Sunday, July 06, 2008

Phisix: Too Much of Horror Movies

``In the sky, there is no distinction of east and west; people create distinctions out of their own minds and then believe them to be true." Buddha

Local investors have been spooked by either inflation figures or elevated oil prices or both. The Phisix lost another 3.94% over the week to increase its year to date losses of 34.58%. From the Phisix peak in October 2007, the present bear market has accrued losses of about 39%.

Despite the net foreign selling this week, which was mostly due to the special block sales of San Miguel shares, board transactions reveal of a marginal net foreign buying. Again the rather slightly bearish bias to neutral outlook by foreign participants indicates of the locals at the driver’s seat.

The recent activities suggest that local participants continues indiscriminately sell the market in the assumption that the apocalypse is around the corner. This is a peculiarity though; retail investors hardly seem to know how to absorb losses which makes us suspect the ongoing selling pressures could possibly come from redemptions from indirect participants (e.g. bank UITFs, or Index funds or mutual funds).

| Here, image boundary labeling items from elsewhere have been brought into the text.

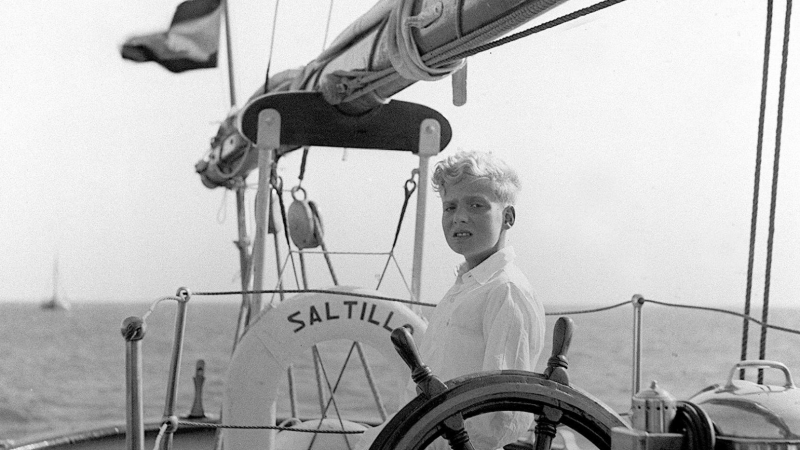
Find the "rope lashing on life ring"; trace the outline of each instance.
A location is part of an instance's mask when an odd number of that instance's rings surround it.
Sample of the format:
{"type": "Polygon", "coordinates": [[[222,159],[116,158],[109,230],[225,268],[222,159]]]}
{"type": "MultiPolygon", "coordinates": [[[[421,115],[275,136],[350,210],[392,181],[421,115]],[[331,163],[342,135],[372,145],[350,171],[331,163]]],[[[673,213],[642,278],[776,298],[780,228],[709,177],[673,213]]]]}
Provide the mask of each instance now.
{"type": "MultiPolygon", "coordinates": [[[[368,344],[389,366],[391,390],[403,391],[410,371],[389,339],[391,330],[410,325],[414,336],[426,323],[406,305],[369,300],[377,291],[335,287],[339,295],[305,293],[263,311],[239,340],[231,358],[223,395],[223,425],[274,426],[279,380],[290,365],[321,342],[348,340],[368,344]],[[351,295],[352,294],[352,295],[351,295]]],[[[275,448],[274,430],[226,429],[228,449],[275,448]]]]}

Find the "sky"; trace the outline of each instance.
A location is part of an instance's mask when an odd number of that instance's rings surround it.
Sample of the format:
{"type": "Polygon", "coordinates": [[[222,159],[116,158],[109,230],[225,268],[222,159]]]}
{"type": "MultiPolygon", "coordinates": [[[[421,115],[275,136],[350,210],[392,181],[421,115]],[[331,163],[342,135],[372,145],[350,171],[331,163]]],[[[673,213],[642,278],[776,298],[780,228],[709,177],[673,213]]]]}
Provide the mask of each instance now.
{"type": "MultiPolygon", "coordinates": [[[[235,195],[206,188],[194,171],[231,109],[225,53],[216,69],[178,75],[119,56],[126,38],[166,30],[178,3],[0,2],[0,300],[48,297],[55,259],[73,302],[239,288],[235,195]]],[[[569,0],[529,25],[592,3],[569,0]]],[[[642,294],[741,309],[764,3],[629,0],[471,57],[464,106],[452,105],[447,79],[395,98],[448,118],[453,139],[442,155],[490,150],[518,169],[510,243],[546,307],[642,294]]],[[[312,60],[371,4],[335,0],[326,37],[328,2],[282,2],[272,72],[312,60]]],[[[776,2],[754,305],[765,284],[784,7],[776,2]]],[[[237,107],[263,83],[274,10],[272,1],[230,2],[237,107]]],[[[800,292],[798,77],[790,57],[770,283],[777,306],[796,304],[800,292]]],[[[328,250],[387,252],[416,165],[407,154],[312,148],[302,186],[319,207],[328,250]]],[[[298,185],[299,166],[299,154],[281,161],[287,189],[298,185]]],[[[427,211],[422,300],[435,303],[459,257],[441,235],[433,193],[427,211]]],[[[413,226],[410,212],[396,253],[406,277],[413,226]]],[[[321,257],[308,260],[313,286],[329,286],[321,257]]],[[[269,254],[269,270],[275,261],[269,254]]],[[[371,288],[384,264],[332,261],[342,284],[371,288]]],[[[386,287],[402,295],[395,272],[386,287]]]]}

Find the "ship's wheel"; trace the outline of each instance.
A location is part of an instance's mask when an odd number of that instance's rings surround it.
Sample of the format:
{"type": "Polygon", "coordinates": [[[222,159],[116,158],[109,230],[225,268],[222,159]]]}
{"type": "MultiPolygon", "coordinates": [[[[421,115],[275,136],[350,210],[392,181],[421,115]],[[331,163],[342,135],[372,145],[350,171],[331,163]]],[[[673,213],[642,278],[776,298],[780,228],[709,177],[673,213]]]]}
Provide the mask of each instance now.
{"type": "Polygon", "coordinates": [[[392,418],[370,449],[424,449],[440,436],[456,450],[471,449],[464,419],[495,411],[535,414],[536,450],[550,448],[559,425],[572,428],[600,450],[610,449],[611,428],[629,425],[592,395],[569,386],[566,349],[571,326],[567,318],[557,322],[553,356],[545,374],[504,370],[468,375],[446,384],[419,360],[410,335],[395,330],[392,339],[422,393],[392,418]]]}

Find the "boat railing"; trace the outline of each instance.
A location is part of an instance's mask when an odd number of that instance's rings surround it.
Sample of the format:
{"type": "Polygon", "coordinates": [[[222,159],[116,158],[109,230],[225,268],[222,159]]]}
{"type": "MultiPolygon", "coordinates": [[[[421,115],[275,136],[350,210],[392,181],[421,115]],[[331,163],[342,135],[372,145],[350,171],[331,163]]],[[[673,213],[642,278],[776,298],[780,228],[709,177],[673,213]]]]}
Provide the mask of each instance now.
{"type": "MultiPolygon", "coordinates": [[[[295,432],[317,432],[317,433],[339,433],[339,434],[356,434],[362,431],[345,431],[345,430],[314,430],[314,429],[298,429],[290,428],[287,426],[236,426],[236,425],[221,425],[209,422],[195,422],[188,420],[179,420],[175,415],[175,403],[177,400],[178,392],[178,379],[180,375],[180,363],[182,357],[184,331],[186,328],[186,308],[189,299],[192,296],[220,296],[220,295],[242,295],[242,294],[300,294],[300,293],[321,293],[330,295],[348,295],[365,297],[376,301],[398,302],[410,306],[418,307],[435,307],[433,303],[425,303],[414,300],[407,300],[402,298],[394,298],[388,296],[379,296],[371,294],[359,294],[355,292],[343,293],[342,291],[327,290],[327,289],[295,289],[295,290],[258,290],[258,291],[218,291],[218,292],[195,292],[190,293],[186,288],[180,288],[175,296],[163,297],[156,300],[150,309],[142,317],[128,317],[122,323],[122,335],[126,341],[125,353],[125,390],[126,390],[126,449],[127,450],[144,450],[144,418],[143,418],[143,393],[142,393],[142,350],[141,341],[144,339],[147,324],[147,317],[155,310],[155,307],[166,300],[175,300],[178,303],[178,311],[175,319],[174,341],[172,356],[170,360],[170,370],[168,374],[167,395],[164,406],[164,417],[162,426],[158,437],[156,438],[155,449],[170,450],[172,448],[172,438],[178,426],[187,427],[207,427],[207,428],[259,428],[259,429],[273,429],[273,430],[291,430],[295,432]]],[[[720,314],[728,314],[741,317],[746,321],[756,323],[763,328],[770,328],[778,331],[783,331],[791,334],[800,335],[800,330],[769,324],[757,320],[747,314],[738,313],[722,308],[699,306],[699,305],[686,305],[680,303],[671,303],[647,299],[640,294],[633,295],[630,300],[599,306],[594,308],[585,309],[572,309],[562,311],[546,312],[547,316],[571,316],[579,314],[592,314],[603,311],[608,311],[630,304],[633,307],[633,323],[631,328],[632,334],[632,363],[631,363],[631,396],[639,392],[641,387],[641,362],[642,362],[642,315],[643,307],[646,303],[652,303],[658,306],[665,306],[671,308],[682,308],[690,310],[709,311],[720,314]]]]}

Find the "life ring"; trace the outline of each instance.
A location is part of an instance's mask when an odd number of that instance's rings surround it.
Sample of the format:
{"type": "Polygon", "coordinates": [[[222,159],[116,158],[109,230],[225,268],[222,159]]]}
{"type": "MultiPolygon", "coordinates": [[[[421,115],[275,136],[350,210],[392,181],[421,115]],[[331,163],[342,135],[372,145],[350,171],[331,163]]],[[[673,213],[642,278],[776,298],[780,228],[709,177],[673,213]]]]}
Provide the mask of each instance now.
{"type": "MultiPolygon", "coordinates": [[[[314,344],[331,340],[362,342],[378,350],[390,366],[393,389],[405,389],[411,372],[390,340],[394,328],[425,332],[423,319],[399,302],[370,299],[374,290],[334,287],[304,293],[261,313],[236,345],[225,381],[222,420],[227,425],[275,425],[278,385],[286,370],[308,358],[314,344]]],[[[226,450],[274,449],[275,431],[225,429],[226,450]]]]}

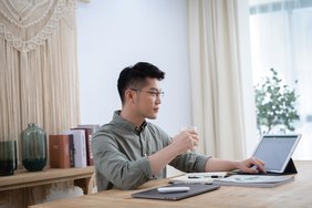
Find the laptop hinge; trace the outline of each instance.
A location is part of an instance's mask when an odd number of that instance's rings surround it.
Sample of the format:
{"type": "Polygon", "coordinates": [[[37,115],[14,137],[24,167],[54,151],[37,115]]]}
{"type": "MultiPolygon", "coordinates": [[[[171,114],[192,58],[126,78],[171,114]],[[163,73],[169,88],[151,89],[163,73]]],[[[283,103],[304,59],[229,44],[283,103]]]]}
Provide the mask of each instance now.
{"type": "Polygon", "coordinates": [[[285,166],[285,169],[284,169],[284,171],[282,174],[283,175],[287,175],[287,174],[298,174],[292,158],[289,159],[289,162],[288,162],[288,164],[285,166]]]}

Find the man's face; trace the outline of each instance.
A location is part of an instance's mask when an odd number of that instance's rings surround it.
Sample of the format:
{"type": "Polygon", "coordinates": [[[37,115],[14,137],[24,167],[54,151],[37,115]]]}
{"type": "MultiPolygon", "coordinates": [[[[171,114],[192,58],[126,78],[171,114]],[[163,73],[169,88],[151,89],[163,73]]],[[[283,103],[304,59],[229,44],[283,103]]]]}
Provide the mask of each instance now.
{"type": "Polygon", "coordinates": [[[146,81],[147,84],[143,89],[135,91],[134,108],[139,116],[155,119],[162,103],[159,81],[157,79],[147,79],[146,81]]]}

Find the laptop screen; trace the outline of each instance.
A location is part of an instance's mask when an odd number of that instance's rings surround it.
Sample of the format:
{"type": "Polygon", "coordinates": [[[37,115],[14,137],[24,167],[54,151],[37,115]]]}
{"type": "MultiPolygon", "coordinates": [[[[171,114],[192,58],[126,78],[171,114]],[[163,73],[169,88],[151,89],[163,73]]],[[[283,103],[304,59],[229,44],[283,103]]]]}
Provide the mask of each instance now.
{"type": "Polygon", "coordinates": [[[266,170],[283,173],[301,135],[263,135],[253,156],[266,163],[266,170]]]}

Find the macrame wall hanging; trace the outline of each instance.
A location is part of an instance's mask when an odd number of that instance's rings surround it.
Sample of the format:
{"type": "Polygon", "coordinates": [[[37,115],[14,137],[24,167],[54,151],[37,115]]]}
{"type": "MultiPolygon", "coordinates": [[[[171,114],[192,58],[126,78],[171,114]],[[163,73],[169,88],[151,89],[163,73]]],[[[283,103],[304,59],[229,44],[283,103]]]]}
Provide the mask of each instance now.
{"type": "Polygon", "coordinates": [[[0,141],[75,127],[79,112],[75,0],[0,1],[0,141]]]}

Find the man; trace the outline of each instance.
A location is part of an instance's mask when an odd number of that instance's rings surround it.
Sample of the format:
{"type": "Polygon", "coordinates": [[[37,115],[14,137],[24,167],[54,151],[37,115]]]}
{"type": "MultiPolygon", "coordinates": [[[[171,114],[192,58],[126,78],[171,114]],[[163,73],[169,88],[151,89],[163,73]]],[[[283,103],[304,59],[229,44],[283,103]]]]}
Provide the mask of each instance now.
{"type": "Polygon", "coordinates": [[[116,111],[112,122],[102,126],[92,139],[97,190],[133,189],[150,179],[164,178],[168,164],[187,173],[266,171],[263,162],[256,158],[233,162],[188,152],[198,144],[194,129],[170,137],[146,122],[157,117],[164,94],[159,81],[164,77],[164,72],[145,62],[121,72],[117,87],[122,110],[116,111]]]}

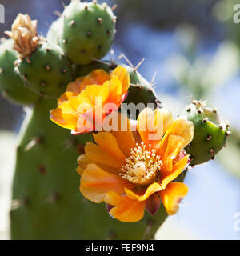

Well we have been arguing that inflationary environments does not equate to financial Armageddon, there are industries that have been seen to benefit from the present environment see figure 7.

Figure 7 PIMCO: Winners and Losers

Pimco’s Mark Kiesel says that their company remains weighted in certain sectors (highlight mine), ``The energy, materials and metals and mining sectors remain areas we continue to favor in our credit selection process. In the case of energy, fundamentals tend to improve as price levels rise because higher inflationary periods typically result in strong top-line revenue growth for energy companies where demand is relatively inelastic. The industrialization of the emerging markets has led to significantly stronger demand growth for energy and put pressure on already tight resource supplies. Not surprisingly, gross margins for energy companies have expanded over the past several years as revenue has grown faster than costs.”

Why? See figure 7 again courtesy of PIMCO…

Figure 8: PIMCO: Who Has Pricing Power?

So inelastic demand, commodity pricing pass through, revenues growing faster than rising costs makes the aforementioned industries attractive.

Why have the local participants been selling? Because they’ve watched too much of horror movies.